Bij het gebruik van een auto moeten veiligheid en comfort voorop staan. Een van de onderdelen van een veilige doorgang in de winter is een schone achterruit, zonder beslaan en sneeuwkorst.
instructies:
Stap 1
Als de ruiten van uw auto bij ijzig weer beslagen zijn of bedekt zijn met een laag ijs, zet u de verwarmde achterruit aan: dit verbetert het zicht en zorgt voor veiligheid op de weg. Na het inschakelen van de verwarming moet de bijbehorende indicator oplichten, die zich op het dashboard van de auto bevindt. Kijk een paar minuten na het aanzetten van de verwarming naar de achterruit: deze moet schoner en transparanter worden en de sneeuw aan de buitenkant van de auto begint te smelten. Leg je hand op het glas. Als de verwarming goed werkt, moet u zich warm voelen.
Stap 2
Als de indicator van de verwarming aangeeft dat de werking is gestart, maar het glas nog steeds onder de damp zit, controleer dan of de zekering van de verwarmde achterruit is ingeschakeld.

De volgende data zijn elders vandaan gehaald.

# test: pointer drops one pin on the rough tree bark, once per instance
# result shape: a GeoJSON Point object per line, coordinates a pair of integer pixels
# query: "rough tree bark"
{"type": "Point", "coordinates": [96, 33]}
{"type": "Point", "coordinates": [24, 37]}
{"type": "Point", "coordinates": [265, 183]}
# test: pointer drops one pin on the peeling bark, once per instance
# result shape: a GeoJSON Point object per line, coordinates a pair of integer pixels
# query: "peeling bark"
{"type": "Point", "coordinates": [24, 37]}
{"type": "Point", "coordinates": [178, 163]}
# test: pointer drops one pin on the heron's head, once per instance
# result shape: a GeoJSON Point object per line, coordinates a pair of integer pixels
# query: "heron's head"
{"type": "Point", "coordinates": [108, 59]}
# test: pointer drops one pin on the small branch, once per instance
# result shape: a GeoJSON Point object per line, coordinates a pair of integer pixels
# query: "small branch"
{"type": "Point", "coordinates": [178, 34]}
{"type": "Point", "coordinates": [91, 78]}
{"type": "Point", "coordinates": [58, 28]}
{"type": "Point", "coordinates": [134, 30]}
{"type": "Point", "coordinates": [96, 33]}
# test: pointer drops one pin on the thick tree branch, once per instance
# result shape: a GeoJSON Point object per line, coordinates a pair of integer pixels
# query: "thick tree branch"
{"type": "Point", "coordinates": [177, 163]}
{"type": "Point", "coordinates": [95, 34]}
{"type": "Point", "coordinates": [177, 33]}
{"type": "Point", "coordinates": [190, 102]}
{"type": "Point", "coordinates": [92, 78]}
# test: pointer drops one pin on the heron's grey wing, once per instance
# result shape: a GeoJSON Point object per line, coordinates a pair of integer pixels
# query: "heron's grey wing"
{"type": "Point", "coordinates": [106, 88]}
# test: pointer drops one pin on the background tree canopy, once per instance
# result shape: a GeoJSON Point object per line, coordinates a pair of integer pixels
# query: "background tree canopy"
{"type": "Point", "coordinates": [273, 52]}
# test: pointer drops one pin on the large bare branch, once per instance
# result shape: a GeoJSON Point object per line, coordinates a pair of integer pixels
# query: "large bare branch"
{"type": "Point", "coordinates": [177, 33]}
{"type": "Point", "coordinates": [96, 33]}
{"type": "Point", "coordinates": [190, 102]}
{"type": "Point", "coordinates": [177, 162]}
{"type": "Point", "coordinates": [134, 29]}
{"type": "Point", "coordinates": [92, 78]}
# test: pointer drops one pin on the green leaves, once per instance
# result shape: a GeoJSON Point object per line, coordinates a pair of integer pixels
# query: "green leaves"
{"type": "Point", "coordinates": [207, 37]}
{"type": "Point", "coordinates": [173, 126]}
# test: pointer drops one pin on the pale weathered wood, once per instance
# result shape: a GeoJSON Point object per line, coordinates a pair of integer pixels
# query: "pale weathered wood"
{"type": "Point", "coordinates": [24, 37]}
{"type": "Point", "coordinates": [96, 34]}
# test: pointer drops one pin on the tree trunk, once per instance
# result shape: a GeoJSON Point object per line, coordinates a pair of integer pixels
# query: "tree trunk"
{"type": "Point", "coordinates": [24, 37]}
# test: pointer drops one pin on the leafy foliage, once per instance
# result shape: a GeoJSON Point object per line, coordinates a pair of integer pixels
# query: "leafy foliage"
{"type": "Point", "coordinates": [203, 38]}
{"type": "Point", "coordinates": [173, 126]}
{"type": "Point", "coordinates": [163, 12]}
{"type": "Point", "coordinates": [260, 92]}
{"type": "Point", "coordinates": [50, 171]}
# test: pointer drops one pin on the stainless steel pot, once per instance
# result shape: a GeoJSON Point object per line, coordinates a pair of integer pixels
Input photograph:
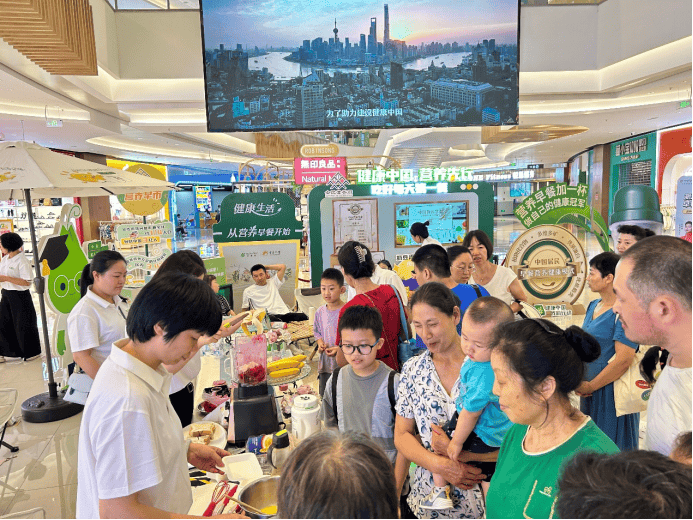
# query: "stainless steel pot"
{"type": "Point", "coordinates": [260, 493]}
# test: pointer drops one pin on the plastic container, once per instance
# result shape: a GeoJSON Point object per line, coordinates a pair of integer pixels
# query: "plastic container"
{"type": "Point", "coordinates": [242, 468]}
{"type": "Point", "coordinates": [305, 416]}
{"type": "Point", "coordinates": [250, 360]}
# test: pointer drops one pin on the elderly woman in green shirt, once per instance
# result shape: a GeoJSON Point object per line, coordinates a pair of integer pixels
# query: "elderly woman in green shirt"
{"type": "Point", "coordinates": [536, 365]}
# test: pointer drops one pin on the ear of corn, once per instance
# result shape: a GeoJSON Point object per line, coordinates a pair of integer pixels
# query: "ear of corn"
{"type": "Point", "coordinates": [278, 374]}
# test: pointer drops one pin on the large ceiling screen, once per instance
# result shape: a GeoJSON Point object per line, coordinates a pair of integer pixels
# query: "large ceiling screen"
{"type": "Point", "coordinates": [309, 64]}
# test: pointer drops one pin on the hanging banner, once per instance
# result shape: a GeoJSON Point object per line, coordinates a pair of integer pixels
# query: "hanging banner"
{"type": "Point", "coordinates": [148, 263]}
{"type": "Point", "coordinates": [683, 207]}
{"type": "Point", "coordinates": [139, 234]}
{"type": "Point", "coordinates": [318, 170]}
{"type": "Point", "coordinates": [563, 204]}
{"type": "Point", "coordinates": [249, 217]}
{"type": "Point", "coordinates": [145, 202]}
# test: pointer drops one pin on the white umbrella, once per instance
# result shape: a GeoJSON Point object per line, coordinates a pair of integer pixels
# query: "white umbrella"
{"type": "Point", "coordinates": [50, 174]}
{"type": "Point", "coordinates": [26, 169]}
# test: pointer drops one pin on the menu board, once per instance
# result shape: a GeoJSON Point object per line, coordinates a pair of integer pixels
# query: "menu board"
{"type": "Point", "coordinates": [448, 221]}
{"type": "Point", "coordinates": [356, 219]}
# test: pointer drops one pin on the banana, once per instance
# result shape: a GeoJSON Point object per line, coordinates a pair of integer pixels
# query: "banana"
{"type": "Point", "coordinates": [254, 317]}
{"type": "Point", "coordinates": [278, 374]}
{"type": "Point", "coordinates": [282, 364]}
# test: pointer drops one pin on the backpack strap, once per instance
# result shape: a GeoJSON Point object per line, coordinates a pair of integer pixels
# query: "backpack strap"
{"type": "Point", "coordinates": [335, 375]}
{"type": "Point", "coordinates": [391, 391]}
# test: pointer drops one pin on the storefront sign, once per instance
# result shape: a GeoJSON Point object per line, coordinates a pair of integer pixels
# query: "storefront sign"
{"type": "Point", "coordinates": [338, 187]}
{"type": "Point", "coordinates": [355, 219]}
{"type": "Point", "coordinates": [407, 176]}
{"type": "Point", "coordinates": [147, 263]}
{"type": "Point", "coordinates": [146, 202]}
{"type": "Point", "coordinates": [6, 226]}
{"type": "Point", "coordinates": [505, 176]}
{"type": "Point", "coordinates": [563, 204]}
{"type": "Point", "coordinates": [138, 234]}
{"type": "Point", "coordinates": [203, 198]}
{"type": "Point", "coordinates": [550, 263]}
{"type": "Point", "coordinates": [419, 188]}
{"type": "Point", "coordinates": [257, 217]}
{"type": "Point", "coordinates": [631, 147]}
{"type": "Point", "coordinates": [92, 247]}
{"type": "Point", "coordinates": [216, 267]}
{"type": "Point", "coordinates": [683, 205]}
{"type": "Point", "coordinates": [555, 311]}
{"type": "Point", "coordinates": [318, 170]}
{"type": "Point", "coordinates": [319, 150]}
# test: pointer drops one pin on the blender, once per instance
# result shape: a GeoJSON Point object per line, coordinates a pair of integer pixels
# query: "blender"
{"type": "Point", "coordinates": [254, 407]}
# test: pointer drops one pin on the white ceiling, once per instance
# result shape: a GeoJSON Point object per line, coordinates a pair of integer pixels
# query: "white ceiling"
{"type": "Point", "coordinates": [164, 120]}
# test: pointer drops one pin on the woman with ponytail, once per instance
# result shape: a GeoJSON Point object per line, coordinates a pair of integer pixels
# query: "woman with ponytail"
{"type": "Point", "coordinates": [98, 319]}
{"type": "Point", "coordinates": [419, 234]}
{"type": "Point", "coordinates": [536, 365]}
{"type": "Point", "coordinates": [357, 264]}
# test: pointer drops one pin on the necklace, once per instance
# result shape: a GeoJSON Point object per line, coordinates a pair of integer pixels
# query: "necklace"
{"type": "Point", "coordinates": [482, 278]}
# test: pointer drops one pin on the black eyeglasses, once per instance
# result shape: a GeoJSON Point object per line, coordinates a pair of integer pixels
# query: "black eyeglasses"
{"type": "Point", "coordinates": [544, 326]}
{"type": "Point", "coordinates": [364, 350]}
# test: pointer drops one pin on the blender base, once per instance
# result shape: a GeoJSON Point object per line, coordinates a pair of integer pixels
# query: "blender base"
{"type": "Point", "coordinates": [253, 415]}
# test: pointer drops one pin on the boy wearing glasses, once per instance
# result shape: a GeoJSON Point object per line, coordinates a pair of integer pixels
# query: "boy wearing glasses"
{"type": "Point", "coordinates": [361, 396]}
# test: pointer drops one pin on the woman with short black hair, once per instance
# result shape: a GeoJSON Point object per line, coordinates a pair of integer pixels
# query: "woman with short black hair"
{"type": "Point", "coordinates": [133, 459]}
{"type": "Point", "coordinates": [19, 336]}
{"type": "Point", "coordinates": [597, 390]}
{"type": "Point", "coordinates": [419, 234]}
{"type": "Point", "coordinates": [337, 475]}
{"type": "Point", "coordinates": [536, 365]}
{"type": "Point", "coordinates": [98, 319]}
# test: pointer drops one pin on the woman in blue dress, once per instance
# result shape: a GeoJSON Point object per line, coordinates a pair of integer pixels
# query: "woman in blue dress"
{"type": "Point", "coordinates": [597, 390]}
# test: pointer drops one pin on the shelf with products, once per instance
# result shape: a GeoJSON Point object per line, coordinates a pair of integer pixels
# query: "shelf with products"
{"type": "Point", "coordinates": [46, 213]}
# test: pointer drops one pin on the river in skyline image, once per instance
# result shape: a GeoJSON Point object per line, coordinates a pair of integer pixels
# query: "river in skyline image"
{"type": "Point", "coordinates": [284, 70]}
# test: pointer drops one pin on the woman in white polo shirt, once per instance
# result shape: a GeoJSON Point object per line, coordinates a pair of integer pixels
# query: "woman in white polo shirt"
{"type": "Point", "coordinates": [18, 330]}
{"type": "Point", "coordinates": [98, 319]}
{"type": "Point", "coordinates": [132, 457]}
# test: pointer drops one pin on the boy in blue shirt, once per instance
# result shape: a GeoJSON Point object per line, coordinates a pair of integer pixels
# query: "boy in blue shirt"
{"type": "Point", "coordinates": [481, 424]}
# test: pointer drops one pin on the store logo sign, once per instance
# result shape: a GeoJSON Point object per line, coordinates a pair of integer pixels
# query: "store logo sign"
{"type": "Point", "coordinates": [550, 263]}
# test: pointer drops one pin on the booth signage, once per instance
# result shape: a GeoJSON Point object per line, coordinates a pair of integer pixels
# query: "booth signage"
{"type": "Point", "coordinates": [683, 205]}
{"type": "Point", "coordinates": [319, 150]}
{"type": "Point", "coordinates": [550, 263]}
{"type": "Point", "coordinates": [217, 267]}
{"type": "Point", "coordinates": [146, 202]}
{"type": "Point", "coordinates": [147, 263]}
{"type": "Point", "coordinates": [418, 188]}
{"type": "Point", "coordinates": [92, 247]}
{"type": "Point", "coordinates": [318, 170]}
{"type": "Point", "coordinates": [257, 217]}
{"type": "Point", "coordinates": [563, 204]}
{"type": "Point", "coordinates": [6, 226]}
{"type": "Point", "coordinates": [138, 234]}
{"type": "Point", "coordinates": [203, 198]}
{"type": "Point", "coordinates": [378, 176]}
{"type": "Point", "coordinates": [631, 147]}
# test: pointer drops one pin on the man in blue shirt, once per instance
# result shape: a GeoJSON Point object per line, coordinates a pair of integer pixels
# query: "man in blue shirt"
{"type": "Point", "coordinates": [431, 264]}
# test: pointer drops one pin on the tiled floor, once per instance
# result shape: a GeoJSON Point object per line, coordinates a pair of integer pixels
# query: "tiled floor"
{"type": "Point", "coordinates": [44, 473]}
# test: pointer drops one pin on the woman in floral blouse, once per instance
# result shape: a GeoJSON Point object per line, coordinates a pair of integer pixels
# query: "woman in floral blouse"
{"type": "Point", "coordinates": [428, 387]}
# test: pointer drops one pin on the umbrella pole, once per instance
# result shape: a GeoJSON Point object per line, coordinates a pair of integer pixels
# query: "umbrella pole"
{"type": "Point", "coordinates": [45, 407]}
{"type": "Point", "coordinates": [40, 286]}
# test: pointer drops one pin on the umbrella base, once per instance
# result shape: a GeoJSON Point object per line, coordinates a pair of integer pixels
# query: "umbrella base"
{"type": "Point", "coordinates": [44, 408]}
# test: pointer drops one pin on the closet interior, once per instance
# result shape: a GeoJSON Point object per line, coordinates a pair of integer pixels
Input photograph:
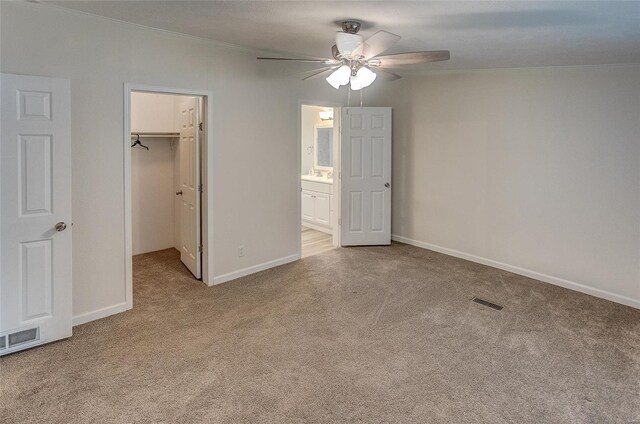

Schakel het indien nodig uit.
Stap 3
Als het glas niet genoeg bevroren is en er ligt geen sneeuw op het oppervlak van de auto, gebruik dan de volgende methoden om de verwarmde achterruit te controleren. Ga op de achterbank zitten en adem krachtig uit door je mond op het glas. Het zou moeten beslaan en onmiddellijk beginnen op te ruimen van de warme verwarmingsleidingen.
Stap 4
Ga buiten de auto staan en giet wat water op de achterruit. Een goed werkende verwarming zorgt ervoor dat het water niet bevriest op het glas, zelfs niet bij strenge vorst. Als slechts een deel van de verwarmingsdraden defect is en het glas ongelijkmatig opwarmt, kunt u met water eenvoudig berekenen welke strips vervangen moeten worden. Giet water op het glas en kijk waar het bevroren is. Als je geen water bij de hand hebt, gooi dan wat sneeuw op het glas.
Stap 5
Degenen die graag in de auto graven en de gezondheid van alle contacten controleren, kunnen de volgende controlemethode proberen. Zet de verwarmde achterruit aan. Als de indicator zijn werking aangeeft, werkt het relais naar behoren, open de verwarmingscontacten aan één kant van het glas en verbind ze met elkaar via een "sonde". Als de verwarming goed werkt, zal de stroom vrij door de verwarmingsfilamenten stromen, waardoor de sonde gaat gloeien. Als de sonde niet helderder wordt, zijn de verwarmingsfilamenten defect of zijn de contacten geoxideerd.